Chinoy nos cuenta que lo visitó varias veces en vida, que ha vuelto a su casa después de su muerte, y que luego de decir en voz alta “¡Hola Nicanor te vine a ver!” salió un gato maullando desde donde está su tumba. Yo también fui a verlo una vez, les cuento. Nicanor tenía ciento dos años y compartí con él unas dos horas. A propósito del tema, Cristián intenta gestionar para que vayamos a Las Cruces a visitar su tumba, pero fracasamos en el intento: el lugar está reservado exclusivamente para la familia, aunque le aseguran que esa figura con el tiempo cambiará.
Nos acercamos a la zona gastronómica de San Antonio y nos atrapan los típicos caza clientes de restaurantes que están en zonas turísticas, que se acercan y dicen a la velocidad de la luz todo lo que incluye un menú para almorzar. Cristián pidió un ceviche, Chinoy un caldillo de congrio Nerudiano más una botella de vino para compartir y yo también pedí un caldillo. Desde ahí en adelante el tiempo avanzó más lento de lo normal, desaparecieron las voces de los otros comensales, no se escucharon más el arrastre de las mesas y sillas cuando alguien se levantaba para irse o se sentaba a comer. Sólo se escuchaba el viento colándose por la ventana, y la “llamada larga” de las gaviotas que sobrevolaban la orilla buscando restos de pescado desechados por los pescadores. En paralelo, se agudizó el sorbeteo de las bocas en las cucharas al tomar la sopa, el rechinar de los dientes al contacto con el metal de los cubiertos y el sonido de nuestras gargantas tragando vino, -Santa Emiliana, el vino que tomaba Nicanor, según contó Chinoy-.
Comimos y contamos historias, hablamos de música y de ideas para cambiar el mundo, o al menos, el planeta en el que habitamos los seres sensibles y creativos. Chinoy se explaya en profundidad, todo lo convierte en broma mientras ríe con los ojos. Cambia de un tema a otro y nos cuenta por ejemplo, que a los diecinueve años fue pintor de proas de botes, y que ese fue uno de los oficios que tuvo antes de decidirse de lleno a vivir del arte.

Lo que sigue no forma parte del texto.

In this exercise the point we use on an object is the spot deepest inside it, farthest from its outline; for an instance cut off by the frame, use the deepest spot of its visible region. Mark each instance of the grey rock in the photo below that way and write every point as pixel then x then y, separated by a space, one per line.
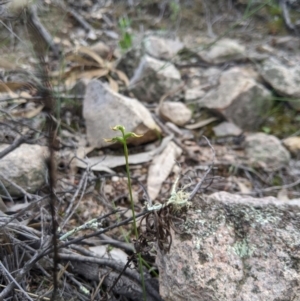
pixel 289 43
pixel 129 61
pixel 239 98
pixel 103 109
pixel 222 51
pixel 153 78
pixel 283 79
pixel 227 129
pixel 193 94
pixel 161 48
pixel 25 166
pixel 234 248
pixel 266 151
pixel 176 112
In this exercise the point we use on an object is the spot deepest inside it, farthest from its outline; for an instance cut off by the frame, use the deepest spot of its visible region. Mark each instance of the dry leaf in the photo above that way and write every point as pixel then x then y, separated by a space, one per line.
pixel 92 54
pixel 113 84
pixel 93 73
pixel 123 77
pixel 200 124
pixel 33 112
pixel 282 195
pixel 82 61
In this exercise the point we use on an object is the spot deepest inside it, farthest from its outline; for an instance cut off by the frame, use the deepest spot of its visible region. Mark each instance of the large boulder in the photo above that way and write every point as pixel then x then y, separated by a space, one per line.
pixel 234 248
pixel 24 166
pixel 239 98
pixel 104 108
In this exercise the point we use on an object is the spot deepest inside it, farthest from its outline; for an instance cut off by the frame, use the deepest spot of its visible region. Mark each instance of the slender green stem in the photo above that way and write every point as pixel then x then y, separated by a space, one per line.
pixel 129 185
pixel 140 259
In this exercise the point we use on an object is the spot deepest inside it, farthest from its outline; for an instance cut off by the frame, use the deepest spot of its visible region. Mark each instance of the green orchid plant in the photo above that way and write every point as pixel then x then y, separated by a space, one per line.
pixel 123 140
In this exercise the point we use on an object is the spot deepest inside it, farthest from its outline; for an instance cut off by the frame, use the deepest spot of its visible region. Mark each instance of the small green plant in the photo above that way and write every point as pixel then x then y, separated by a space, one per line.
pixel 126 38
pixel 123 140
pixel 175 10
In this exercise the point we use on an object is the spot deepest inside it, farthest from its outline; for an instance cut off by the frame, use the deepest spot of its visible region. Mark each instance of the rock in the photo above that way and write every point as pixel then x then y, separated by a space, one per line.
pixel 101 49
pixel 103 109
pixel 129 61
pixel 239 98
pixel 289 43
pixel 153 78
pixel 284 80
pixel 193 94
pixel 161 48
pixel 176 112
pixel 292 144
pixel 234 248
pixel 223 51
pixel 266 151
pixel 227 129
pixel 25 166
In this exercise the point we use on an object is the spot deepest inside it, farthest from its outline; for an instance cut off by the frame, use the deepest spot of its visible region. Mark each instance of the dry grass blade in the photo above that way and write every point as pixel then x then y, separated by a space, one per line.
pixel 93 55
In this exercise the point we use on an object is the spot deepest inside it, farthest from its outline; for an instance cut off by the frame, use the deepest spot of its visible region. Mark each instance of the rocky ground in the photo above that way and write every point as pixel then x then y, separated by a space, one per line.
pixel 211 88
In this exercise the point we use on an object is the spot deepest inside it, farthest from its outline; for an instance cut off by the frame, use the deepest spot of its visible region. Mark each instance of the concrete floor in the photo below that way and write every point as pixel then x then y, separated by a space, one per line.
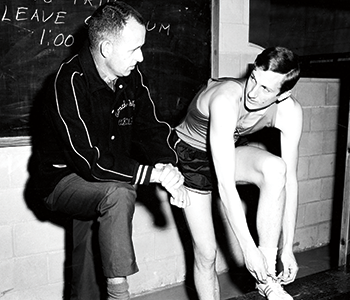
pixel 237 283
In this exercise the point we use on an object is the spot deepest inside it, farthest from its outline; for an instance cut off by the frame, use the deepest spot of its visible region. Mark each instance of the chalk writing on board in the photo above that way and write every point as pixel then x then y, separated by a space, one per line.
pixel 36 36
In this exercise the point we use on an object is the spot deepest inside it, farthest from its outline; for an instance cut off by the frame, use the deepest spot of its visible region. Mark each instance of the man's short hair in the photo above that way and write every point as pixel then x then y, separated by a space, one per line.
pixel 110 19
pixel 283 61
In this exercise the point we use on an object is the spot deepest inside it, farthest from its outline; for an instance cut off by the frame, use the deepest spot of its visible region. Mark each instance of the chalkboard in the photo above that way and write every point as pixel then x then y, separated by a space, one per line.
pixel 36 35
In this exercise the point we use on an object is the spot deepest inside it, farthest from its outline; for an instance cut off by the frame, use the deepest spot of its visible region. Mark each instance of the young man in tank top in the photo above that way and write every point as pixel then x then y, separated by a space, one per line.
pixel 223 111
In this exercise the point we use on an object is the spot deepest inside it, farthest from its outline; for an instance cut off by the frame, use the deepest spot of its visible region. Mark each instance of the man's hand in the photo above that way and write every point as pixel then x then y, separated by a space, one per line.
pixel 179 197
pixel 172 180
pixel 256 264
pixel 290 267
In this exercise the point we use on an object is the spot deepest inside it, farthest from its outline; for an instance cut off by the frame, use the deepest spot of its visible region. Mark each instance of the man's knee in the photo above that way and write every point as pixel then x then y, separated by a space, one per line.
pixel 120 197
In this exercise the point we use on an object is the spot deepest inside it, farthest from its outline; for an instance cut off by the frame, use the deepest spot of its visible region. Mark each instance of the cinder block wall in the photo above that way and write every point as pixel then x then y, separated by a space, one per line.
pixel 32 252
pixel 316 171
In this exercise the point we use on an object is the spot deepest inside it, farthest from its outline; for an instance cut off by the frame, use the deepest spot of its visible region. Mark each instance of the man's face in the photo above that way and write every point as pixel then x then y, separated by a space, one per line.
pixel 126 49
pixel 262 89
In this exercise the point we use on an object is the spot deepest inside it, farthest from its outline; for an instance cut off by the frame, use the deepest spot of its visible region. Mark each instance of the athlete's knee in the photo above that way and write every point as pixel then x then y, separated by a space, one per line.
pixel 205 255
pixel 274 170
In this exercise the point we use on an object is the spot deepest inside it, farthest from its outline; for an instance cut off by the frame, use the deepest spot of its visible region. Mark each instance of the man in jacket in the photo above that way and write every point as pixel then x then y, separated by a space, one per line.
pixel 100 138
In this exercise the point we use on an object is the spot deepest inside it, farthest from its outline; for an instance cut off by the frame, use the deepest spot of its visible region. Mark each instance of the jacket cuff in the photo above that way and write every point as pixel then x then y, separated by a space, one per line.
pixel 143 175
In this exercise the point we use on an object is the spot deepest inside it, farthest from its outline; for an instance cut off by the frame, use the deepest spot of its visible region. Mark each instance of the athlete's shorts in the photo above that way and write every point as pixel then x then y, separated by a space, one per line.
pixel 195 166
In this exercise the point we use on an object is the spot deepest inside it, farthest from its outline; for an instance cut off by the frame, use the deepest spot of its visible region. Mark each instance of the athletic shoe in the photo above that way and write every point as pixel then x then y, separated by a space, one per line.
pixel 273 290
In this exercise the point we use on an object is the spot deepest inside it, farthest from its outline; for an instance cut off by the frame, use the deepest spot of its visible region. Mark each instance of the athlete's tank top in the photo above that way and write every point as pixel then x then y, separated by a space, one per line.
pixel 194 128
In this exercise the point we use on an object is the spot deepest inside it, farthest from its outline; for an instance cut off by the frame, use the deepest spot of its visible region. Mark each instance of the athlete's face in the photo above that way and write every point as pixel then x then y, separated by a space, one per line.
pixel 262 89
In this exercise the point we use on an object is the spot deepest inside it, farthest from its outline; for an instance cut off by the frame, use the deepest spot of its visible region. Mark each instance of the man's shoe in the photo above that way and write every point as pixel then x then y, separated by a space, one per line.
pixel 273 290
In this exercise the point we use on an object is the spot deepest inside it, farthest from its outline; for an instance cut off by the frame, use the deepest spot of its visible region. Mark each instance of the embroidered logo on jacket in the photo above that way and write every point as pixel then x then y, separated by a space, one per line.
pixel 127 120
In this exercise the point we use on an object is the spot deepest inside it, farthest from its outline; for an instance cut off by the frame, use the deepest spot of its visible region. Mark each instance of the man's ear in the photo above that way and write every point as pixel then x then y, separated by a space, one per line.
pixel 105 48
pixel 284 96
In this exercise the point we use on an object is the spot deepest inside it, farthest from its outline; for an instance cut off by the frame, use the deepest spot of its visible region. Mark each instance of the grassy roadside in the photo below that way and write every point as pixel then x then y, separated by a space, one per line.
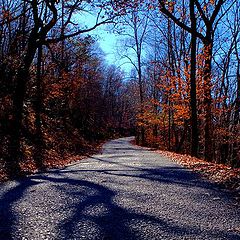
pixel 53 161
pixel 225 176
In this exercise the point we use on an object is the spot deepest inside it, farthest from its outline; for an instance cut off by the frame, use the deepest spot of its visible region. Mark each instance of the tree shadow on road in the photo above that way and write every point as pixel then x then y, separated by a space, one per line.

Lleva puestos zapatos blancos, camisa floreada, chaqueta de cuero y pantalones negros. Una uña pintada de azul y de la oreja izquierda le cuelga un aro con forma de flor. Aún mantiene el pelo tinturado de rojo fantasía con el que se le ha visto el último tiempo, y pese a que él me dijo en una oportunidad que nunca le gustó Stone Temple Pilots, ese look no puede dejar de recordarme a Scott Weiland, el fallecido cantante de la banda.

Chinoy tiene cuarenta y cuatro y yo cuarenta y cuatro. Nos separan seis meses de diferencia y nos une el horóscopo chino. “Somos mono de metal”, me dice, mientras menciona que es aficionado al tarot. Chinoy habla bajito y las ideas se le atoran en la lengua. Raspa un poco de pescado con el tenedor, toma sorbos de vino, cucharea la sopa y retoma con otro tema. Escucha con atención hablar a los demás y remata con reflexiones poéticas, profundas o frases graciosas. Por ejemplo, yo comenté que me había encontrado con Nano Concha, bajista original de Los Ángeles Negros hace unos días, hablamos sobre el sonido característico de esa banda, y remató diciendo que Nano, seguramente, debe tener un magister en tristeza, por el sonido que le entregó a su agrupación. También nos cuenta sobre diferentes encuentros inesperados con Jorge González en distintos lugares del mundo. “Una vez, iba a una cita y de repente apareció Jorge. Me dijo ´¡Chinoy! te invito a comer, elige dónde vamos´. Atravesamos la calle y cenamos mientras hablamos de temas místicos”. En otra parte de la ciudad alguien esperaba a Chinoy, sin saber que en el camino se le había presentado una oportunidad difícil de rechazar.
No sé cuánto tiempo pasó, pero fueron horas largas y reídas que avanzaron en cámara lenta, con el viento silbando por la ventana y el “clin” de las copas al hacer salud. Nos olvidamos por un momento de todo y existimos para conectar con anécdotas, historias y experiencias. Para rabear con la ingratitud de un país que ha normalizado el abandono cultural y que deja a sus artistas a la deriva. “En Argentina me va bien”, nos cuenta Chinoy, “toqué en varios lugares allá, también en Niceto Club*”. De hecho, los tres coincidimos en que nos gustaría vivir alguna vez en Buenos Aires.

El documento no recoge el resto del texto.